Graph Neural Networks can be expressed most simply as:

$Z = \hat{D}^{-1/2}\hat{A}\hat{D}^{-1/2}XW+b$

Where:

$\hat{A} = A+I$, $\hat{A} \in \mathbb{R}^{N\times N}$ is the adjacency matrix ($N$ is the number of graph vertices/nodes)

$\hat{D}_{ii}=\sum_j^N \hat{A}_{ij}$, $\hat{D} \in \mathbb{R}^{N \times N}$ is the degree matrix

$X \in \mathbb{R}^{N\times F}$ is the feature matrix ($F$ is the number of features we have for each vertex)

$W \in \mathbb{R}^{F\times C}$ is the learned weight matrix ($C$ is the number of weight channels we choose to have)

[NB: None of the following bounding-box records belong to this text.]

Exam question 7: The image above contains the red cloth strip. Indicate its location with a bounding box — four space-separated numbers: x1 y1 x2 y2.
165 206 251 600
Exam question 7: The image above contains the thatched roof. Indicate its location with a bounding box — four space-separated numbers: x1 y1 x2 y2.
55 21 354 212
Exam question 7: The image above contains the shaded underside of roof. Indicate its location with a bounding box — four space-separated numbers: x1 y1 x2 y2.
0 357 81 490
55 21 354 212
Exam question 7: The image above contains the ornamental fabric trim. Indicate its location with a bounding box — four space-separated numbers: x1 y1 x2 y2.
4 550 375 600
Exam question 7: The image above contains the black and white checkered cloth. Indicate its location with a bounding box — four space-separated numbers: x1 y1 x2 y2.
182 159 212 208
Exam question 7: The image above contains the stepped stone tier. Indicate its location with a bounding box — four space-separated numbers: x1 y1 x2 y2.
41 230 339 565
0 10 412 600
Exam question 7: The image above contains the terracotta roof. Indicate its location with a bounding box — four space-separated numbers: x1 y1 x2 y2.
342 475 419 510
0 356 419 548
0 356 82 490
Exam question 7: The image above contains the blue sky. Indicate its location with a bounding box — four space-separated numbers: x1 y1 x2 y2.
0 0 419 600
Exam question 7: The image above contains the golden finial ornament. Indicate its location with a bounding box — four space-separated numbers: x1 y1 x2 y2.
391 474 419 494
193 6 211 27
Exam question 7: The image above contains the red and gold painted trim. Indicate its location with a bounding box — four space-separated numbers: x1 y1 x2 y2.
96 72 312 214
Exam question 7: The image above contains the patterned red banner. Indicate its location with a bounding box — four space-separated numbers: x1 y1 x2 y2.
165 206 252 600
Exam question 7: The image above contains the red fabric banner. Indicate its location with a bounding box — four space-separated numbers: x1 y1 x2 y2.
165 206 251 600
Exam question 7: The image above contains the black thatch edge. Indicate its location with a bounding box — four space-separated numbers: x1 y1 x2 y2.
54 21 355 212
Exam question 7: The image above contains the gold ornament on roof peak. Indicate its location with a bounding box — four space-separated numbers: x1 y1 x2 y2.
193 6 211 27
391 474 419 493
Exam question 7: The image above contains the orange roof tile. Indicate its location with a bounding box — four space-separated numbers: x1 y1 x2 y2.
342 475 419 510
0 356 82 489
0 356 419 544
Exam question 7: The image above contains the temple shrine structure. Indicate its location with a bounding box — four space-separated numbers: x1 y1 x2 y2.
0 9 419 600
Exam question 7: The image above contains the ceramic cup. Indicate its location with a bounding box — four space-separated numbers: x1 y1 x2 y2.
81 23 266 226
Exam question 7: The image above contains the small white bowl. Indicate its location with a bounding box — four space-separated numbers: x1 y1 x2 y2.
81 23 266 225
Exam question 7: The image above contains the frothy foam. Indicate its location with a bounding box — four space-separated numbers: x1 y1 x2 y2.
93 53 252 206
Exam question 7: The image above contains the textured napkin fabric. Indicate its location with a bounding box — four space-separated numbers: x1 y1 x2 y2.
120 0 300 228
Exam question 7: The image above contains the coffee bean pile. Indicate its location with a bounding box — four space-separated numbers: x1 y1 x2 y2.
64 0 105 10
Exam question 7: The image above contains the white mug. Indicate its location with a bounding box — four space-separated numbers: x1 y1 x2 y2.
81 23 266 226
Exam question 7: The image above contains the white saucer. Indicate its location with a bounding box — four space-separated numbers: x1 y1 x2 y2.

$b \in \mathbb{R}^{F \times C}$ is the learned bias matrix

Note that the weight and bias part of the above equation is often shortened to $\Theta$ were $\Theta = W+b$.

We’re likely to want to chain multiple graph convolutions together in a ML system, so we re-write the equation above as:

$Z^{(l+1)} = \sigma \left( \hat{D}^{-1/2}\hat{A}\hat{D}^{-1/2}Z^{(l)}\Theta^{(l)} \right)$

Where $l$ denotes the layer and $\sigma$ is a non-linear activation function (usually a sigmoid or ReLU) and $Z^{(0)} = X$.

What we can see here is that each layer of the graph convolution returns another value of $X$, which means we’re operating over the features of the vertices of the graphs. The inclusion of $\hat{D}^{-1/2}\hat{A}\hat{D}^{-1/2}$ shows we’re using some normalised information from the topology of the network to influence this convolution, with this all being weighted by the learned parameters $\Theta$. It’s important to note that $Z$ changes shape as the convolution continues. Initially since $Z^{(0)} = X$, $Z^{(0)} \in \mathbb{R}^{N \times F}$ and later as we multiply by $\Theta \in \mathbb{R}^{F \times C}$ then $Z^{(l)} \in \mathbb{R}^{N \times C}$ which is a matrix of size defined by the number of vertices by the number of weight kernels (each column can be thought of as a way of assigning a value to each node in the graph). $W^{(0)} \in \mathbb{R}^{F \times H}$ (an input to hidden layer with $H$ feature maps) with $W^{(1)} \in \mathbb{R}^{H \times C}$.

Practically, since $\hat{D}^{-1/2}\hat{A}\hat{D}^{-1/2}$ is a constant for graph convolution we can calculate it once and forget about it: $\tilde{A} = \hat{D}^{-1/2}\hat{A}\hat{D}^{-1/2}$

We can then reduce the above equation to a much cleaner form:

$Z^{(l+1)} = \sigma \left( \tilde{A}Z^{(l)}\Theta^{(l)} \right)$

We can easily see how they’ll all chain together:

$Z = \sigma^{(L)}(\dots\sigma^{(1)}(\tilde{A} \sigma^{(0)}(\tilde{A}X\Theta^{(0)})\Theta^{(1)})\dots\Theta^{(L)})$

Looking at $\Theta$

Since $\Theta \in \mathbb{R}^{F \times C}$ then it doesn’t depend on $N$ (the number of vertices). In fact, it doesn’t rely on a specific graph topology at all! This means that we have a graph invariant parameter (which was the focus of much of the early GNN research) which means we can use this learned parameter on many different graphs. This gives credibility to the idea that we can change both the graph and the graph data every training example and still be able to learn a $\Theta$ that can be useful to us!